Pour le Centre pour la souveraineté numérique, l’objectif déclaré est de briser les « dépendances critiques » de l’administration publique à l’égard des grands fournisseurs de logiciels et de cloud, pour la plupart non européens, dont les solutions font désormais partie intégrante de nombreuses infrastructures informatiques étatiques.
Presque rien ne fonctionne sans le cloud
Certaines entreprises sont également alarmées. Selon une étude publiée au début de l’été par l’association professionnelle Bitkom, neuf entreprises allemandes sur dix comptant au moins 20 salariés utilisent des services cloud. Dans le même temps, 78 pour cent des managers et spécialistes informatiques interrogés critiquent les liens étroits avec les fournisseurs de cloud américains. Le désir d’alternatives européennes puissantes est donc grand – à condition que les mêmes fonctions soient proposées.
La présidente de l’Office fédéral pour la sécurité de l’information (BSI), Claudia Plattner, a déclaré en août que le Cloud Act américain était l’une des nombreuses lois américaines qui offraient à l’État de nombreuses possibilités d’accès. On peut aussi trouver quelque chose comme ça en Chine. La réponse à la question du contrôle ne doit pas être politique mais technologique. « Il s’agit de s’assurer que l’accès n’est pas techniquement possible », souligne-t-elle. Il s’agit notamment du chiffrement et de la question de savoir si l’utilisateur a la souveraineté sur ces clés.

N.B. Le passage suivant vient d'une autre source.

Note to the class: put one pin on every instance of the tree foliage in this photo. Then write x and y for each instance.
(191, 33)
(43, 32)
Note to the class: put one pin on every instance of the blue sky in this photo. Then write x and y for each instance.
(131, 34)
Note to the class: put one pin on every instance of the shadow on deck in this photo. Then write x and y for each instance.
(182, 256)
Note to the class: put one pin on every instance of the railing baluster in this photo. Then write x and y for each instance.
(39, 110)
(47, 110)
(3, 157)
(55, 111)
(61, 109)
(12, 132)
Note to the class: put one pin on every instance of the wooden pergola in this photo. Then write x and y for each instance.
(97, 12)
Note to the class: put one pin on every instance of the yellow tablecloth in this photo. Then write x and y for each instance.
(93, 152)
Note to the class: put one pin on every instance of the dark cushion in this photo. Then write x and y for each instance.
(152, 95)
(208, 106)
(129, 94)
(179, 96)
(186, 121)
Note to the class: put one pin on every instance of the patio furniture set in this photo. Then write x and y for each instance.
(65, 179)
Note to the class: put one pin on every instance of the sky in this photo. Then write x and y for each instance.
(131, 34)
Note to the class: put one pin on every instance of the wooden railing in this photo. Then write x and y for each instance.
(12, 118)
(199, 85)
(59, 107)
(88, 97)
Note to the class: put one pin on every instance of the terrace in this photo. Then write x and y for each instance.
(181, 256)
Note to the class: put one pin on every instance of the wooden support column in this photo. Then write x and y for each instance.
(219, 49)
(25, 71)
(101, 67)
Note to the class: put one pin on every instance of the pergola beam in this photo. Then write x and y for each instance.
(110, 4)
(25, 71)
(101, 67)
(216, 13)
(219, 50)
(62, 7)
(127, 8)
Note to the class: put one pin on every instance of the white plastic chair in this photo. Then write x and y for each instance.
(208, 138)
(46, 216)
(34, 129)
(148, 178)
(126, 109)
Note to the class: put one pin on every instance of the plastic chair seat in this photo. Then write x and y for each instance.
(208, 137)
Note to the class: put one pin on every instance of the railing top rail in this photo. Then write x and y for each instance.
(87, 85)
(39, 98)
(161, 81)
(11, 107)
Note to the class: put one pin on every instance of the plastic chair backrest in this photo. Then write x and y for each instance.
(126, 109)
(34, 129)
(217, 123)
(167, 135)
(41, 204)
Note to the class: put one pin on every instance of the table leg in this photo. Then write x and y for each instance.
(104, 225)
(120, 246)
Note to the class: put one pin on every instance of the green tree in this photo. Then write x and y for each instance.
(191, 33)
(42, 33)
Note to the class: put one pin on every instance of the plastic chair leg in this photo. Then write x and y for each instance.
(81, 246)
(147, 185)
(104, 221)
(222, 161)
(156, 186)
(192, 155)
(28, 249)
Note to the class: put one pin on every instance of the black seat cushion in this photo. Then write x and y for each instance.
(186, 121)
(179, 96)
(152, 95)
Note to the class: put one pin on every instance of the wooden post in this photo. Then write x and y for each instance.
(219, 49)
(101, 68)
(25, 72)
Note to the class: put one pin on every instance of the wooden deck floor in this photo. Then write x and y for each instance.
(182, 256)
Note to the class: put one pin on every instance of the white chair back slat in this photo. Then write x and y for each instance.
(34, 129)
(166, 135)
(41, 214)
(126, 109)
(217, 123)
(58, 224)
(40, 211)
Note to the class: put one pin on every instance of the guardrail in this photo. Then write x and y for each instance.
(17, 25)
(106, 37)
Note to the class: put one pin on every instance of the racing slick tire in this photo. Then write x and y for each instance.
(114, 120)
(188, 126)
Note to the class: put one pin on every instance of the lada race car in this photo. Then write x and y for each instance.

Sven Kummer, fondateur d’une société de logiciels de distribution sécurisée de newsletters basée à Fribourg, estime qu’il est bon que l’on tente de lier l’utilisation des grands fournisseurs de services cloud américains à des mesures de sécurité. Avoir des fournisseurs de services cloud de cette taille en Europe serait «bien sûr aussi formidable», déclare le directeur général de rapidmail. Et d’ajouter avec regret : « Malheureusement, ce n’est pas encore le cas. »

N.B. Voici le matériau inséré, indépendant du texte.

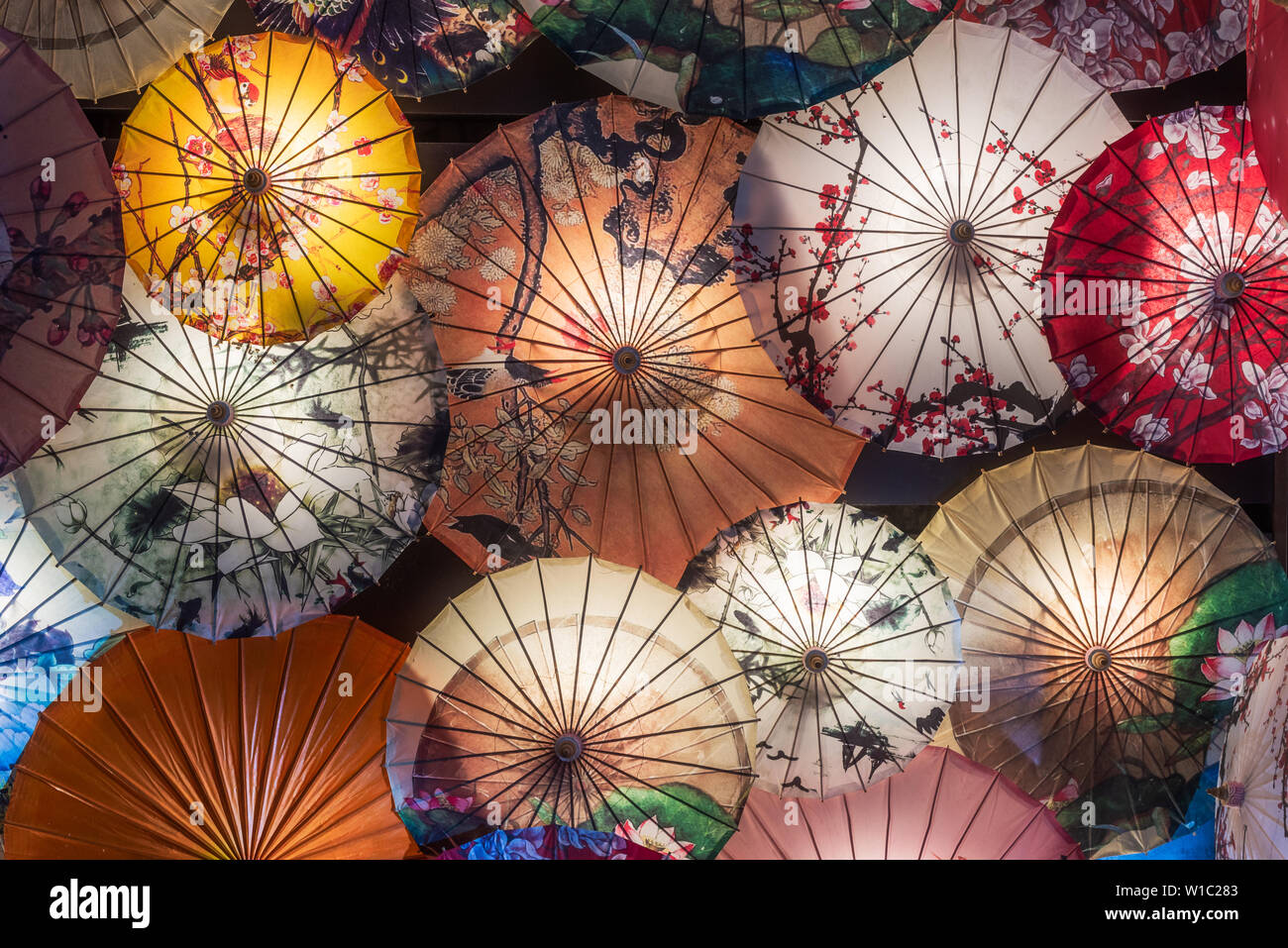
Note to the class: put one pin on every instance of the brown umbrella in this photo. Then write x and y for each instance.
(241, 749)
(605, 389)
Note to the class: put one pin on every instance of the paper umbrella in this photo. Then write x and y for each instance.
(848, 636)
(574, 691)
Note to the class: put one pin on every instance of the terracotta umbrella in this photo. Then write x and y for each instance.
(60, 260)
(940, 806)
(1111, 597)
(1126, 44)
(256, 749)
(605, 390)
(572, 691)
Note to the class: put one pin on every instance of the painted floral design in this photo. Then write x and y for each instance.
(1126, 44)
(889, 243)
(845, 590)
(295, 194)
(699, 56)
(230, 491)
(413, 50)
(568, 240)
(1197, 366)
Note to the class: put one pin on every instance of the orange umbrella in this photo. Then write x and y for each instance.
(605, 389)
(241, 749)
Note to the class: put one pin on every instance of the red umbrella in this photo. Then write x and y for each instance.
(941, 806)
(1164, 290)
(1267, 99)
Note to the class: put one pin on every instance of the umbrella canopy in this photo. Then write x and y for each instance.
(259, 749)
(1267, 58)
(606, 394)
(890, 240)
(1166, 285)
(60, 261)
(940, 806)
(50, 625)
(1252, 800)
(1126, 44)
(413, 47)
(552, 843)
(274, 166)
(742, 58)
(101, 48)
(231, 491)
(1111, 597)
(848, 636)
(574, 691)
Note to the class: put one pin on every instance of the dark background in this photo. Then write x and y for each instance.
(906, 487)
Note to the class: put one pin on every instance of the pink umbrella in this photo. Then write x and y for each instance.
(941, 806)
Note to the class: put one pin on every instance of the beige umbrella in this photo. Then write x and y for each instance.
(1103, 595)
(574, 691)
(107, 48)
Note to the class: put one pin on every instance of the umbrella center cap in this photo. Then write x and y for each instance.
(961, 232)
(219, 412)
(626, 360)
(1231, 286)
(568, 749)
(815, 660)
(1099, 659)
(256, 180)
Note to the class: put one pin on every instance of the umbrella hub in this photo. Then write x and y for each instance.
(568, 749)
(627, 360)
(1099, 659)
(815, 660)
(961, 232)
(256, 180)
(219, 414)
(1231, 286)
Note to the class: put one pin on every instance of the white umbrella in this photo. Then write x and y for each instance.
(233, 491)
(892, 239)
(848, 636)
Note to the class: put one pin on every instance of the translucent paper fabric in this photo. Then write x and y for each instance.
(890, 240)
(1126, 44)
(107, 48)
(50, 625)
(232, 491)
(742, 58)
(1166, 290)
(939, 806)
(1109, 604)
(412, 47)
(848, 636)
(60, 261)
(545, 843)
(1252, 800)
(258, 749)
(605, 389)
(275, 166)
(572, 691)
(1267, 58)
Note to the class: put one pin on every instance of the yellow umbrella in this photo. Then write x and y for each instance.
(268, 188)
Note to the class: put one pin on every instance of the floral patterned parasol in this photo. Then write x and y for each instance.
(275, 166)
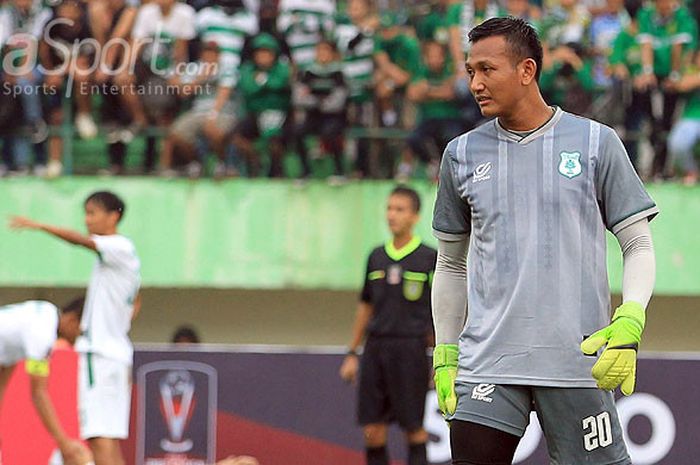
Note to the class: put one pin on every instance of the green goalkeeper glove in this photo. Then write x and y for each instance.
(617, 365)
(445, 364)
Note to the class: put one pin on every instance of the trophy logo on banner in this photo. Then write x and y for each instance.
(177, 405)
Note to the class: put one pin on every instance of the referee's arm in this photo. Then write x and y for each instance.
(350, 366)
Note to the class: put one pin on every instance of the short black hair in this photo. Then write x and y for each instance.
(185, 334)
(109, 201)
(411, 194)
(75, 306)
(519, 35)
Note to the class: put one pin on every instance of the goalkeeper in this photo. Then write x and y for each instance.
(520, 322)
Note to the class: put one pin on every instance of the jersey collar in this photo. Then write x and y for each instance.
(534, 134)
(399, 254)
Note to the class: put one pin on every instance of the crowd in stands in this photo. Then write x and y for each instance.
(376, 86)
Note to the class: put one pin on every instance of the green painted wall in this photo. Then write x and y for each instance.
(260, 234)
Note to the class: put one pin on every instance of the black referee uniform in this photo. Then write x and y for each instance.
(394, 368)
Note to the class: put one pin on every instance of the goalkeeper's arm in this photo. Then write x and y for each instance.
(639, 262)
(449, 295)
(449, 302)
(617, 365)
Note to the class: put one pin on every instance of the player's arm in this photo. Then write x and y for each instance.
(137, 307)
(627, 209)
(68, 235)
(449, 303)
(350, 366)
(617, 364)
(452, 227)
(72, 450)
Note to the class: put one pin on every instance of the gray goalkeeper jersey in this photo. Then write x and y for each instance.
(536, 209)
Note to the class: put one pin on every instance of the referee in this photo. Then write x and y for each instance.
(395, 318)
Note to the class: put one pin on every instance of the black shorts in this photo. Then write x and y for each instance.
(394, 375)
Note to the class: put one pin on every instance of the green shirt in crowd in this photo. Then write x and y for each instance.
(266, 95)
(403, 51)
(680, 27)
(436, 109)
(627, 51)
(434, 26)
(357, 49)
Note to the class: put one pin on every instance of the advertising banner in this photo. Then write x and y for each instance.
(288, 407)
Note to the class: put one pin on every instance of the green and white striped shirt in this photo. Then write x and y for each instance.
(229, 33)
(357, 49)
(304, 22)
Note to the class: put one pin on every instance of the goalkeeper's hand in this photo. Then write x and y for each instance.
(445, 364)
(617, 365)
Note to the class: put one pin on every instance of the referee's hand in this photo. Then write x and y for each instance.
(349, 368)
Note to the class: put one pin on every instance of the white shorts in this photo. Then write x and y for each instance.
(104, 397)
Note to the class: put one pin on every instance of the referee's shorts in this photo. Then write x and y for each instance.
(394, 376)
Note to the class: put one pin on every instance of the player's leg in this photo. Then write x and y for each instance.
(104, 401)
(372, 405)
(475, 444)
(408, 372)
(488, 423)
(5, 375)
(106, 451)
(581, 426)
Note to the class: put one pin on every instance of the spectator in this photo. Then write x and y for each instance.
(355, 40)
(685, 134)
(567, 79)
(227, 24)
(304, 23)
(206, 119)
(604, 28)
(323, 93)
(111, 22)
(185, 334)
(159, 42)
(21, 26)
(439, 121)
(666, 33)
(267, 22)
(524, 10)
(68, 26)
(397, 58)
(626, 68)
(266, 92)
(565, 23)
(462, 16)
(435, 25)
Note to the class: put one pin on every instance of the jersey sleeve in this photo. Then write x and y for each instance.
(451, 215)
(140, 30)
(366, 294)
(39, 339)
(187, 24)
(621, 195)
(113, 250)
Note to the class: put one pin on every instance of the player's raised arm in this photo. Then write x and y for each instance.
(73, 451)
(68, 235)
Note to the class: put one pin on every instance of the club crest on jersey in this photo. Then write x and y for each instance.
(482, 172)
(393, 275)
(570, 164)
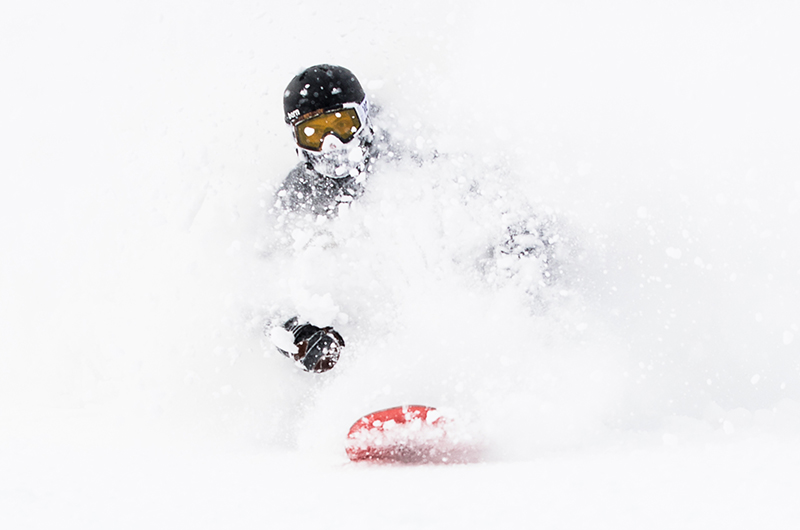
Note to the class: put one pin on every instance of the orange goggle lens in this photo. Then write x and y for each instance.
(343, 123)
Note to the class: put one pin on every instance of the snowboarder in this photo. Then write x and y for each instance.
(329, 115)
(337, 144)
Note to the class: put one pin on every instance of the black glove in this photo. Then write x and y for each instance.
(317, 348)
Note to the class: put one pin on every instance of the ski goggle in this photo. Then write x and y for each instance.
(343, 123)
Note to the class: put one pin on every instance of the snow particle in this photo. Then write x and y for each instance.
(674, 253)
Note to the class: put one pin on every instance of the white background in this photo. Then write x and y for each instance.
(141, 143)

L’emplacement du serveur devient de plus en plus important
Alors qu’auparavant pratiquement aucun client ne voulait savoir où se trouvaient les serveurs de rapidmail, c’est depuis plusieurs mois la question à laquelle les collaborateurs du service clientèle doivent répondre le plus souvent, rapporte Kummer. La réponse : dans un centre de données à Francfort-sur-le-Main.
Ce qui suit s’applique à sa propre entreprise : « Tant qu’il s’agit de données appartenant à nos clients, j’aimerais les avoir à portée de main afin de pouvoir vraiment dire à nos clients avec certitude : « Hé, nous avons la main là-dessus, personne d’autre ne l’a, et cela restera ainsi. » Ses clients sont principalement des petites et moyennes entreprises, des clubs, des associations ou même des entrepreneurs individuels. Ils attendent de Kummer et de son équipe qu’ils veillent à ce que leurs newsletters soient belles et que les destinataires ne finissent pas dans leur dossier spam. garantir que toutes les règles de protection des données sont respectées et qu’aucune personne non autorisée n’a accès aux données sensibles – telles que les listes de destinataires.
Faites-le – difficile en Allemagne
rapidmail fait partie du groupe positif franco-allemand depuis 2021. Le concept consistant simplement à essayer quelque chose, à voir si cela fonctionne et, si cela ne fonctionne pas, à essayer la prochaine chose, ne peut pas être mis en œuvre en Allemagne en raison des nombreuses réglementations, explique Kummer. « C’est beaucoup plus facile aux Etats-Unis ou dans d’autres pays d’essayer quelque chose. » Selon lui, la réduction de la bureaucratie et l’accès au capital-risque seraient importants pour que l’Allemagne puisse rattraper son retard dans la concurrence internationale des start-ups technologiques – plus importante que le financement et les énormes centres de données d’IA.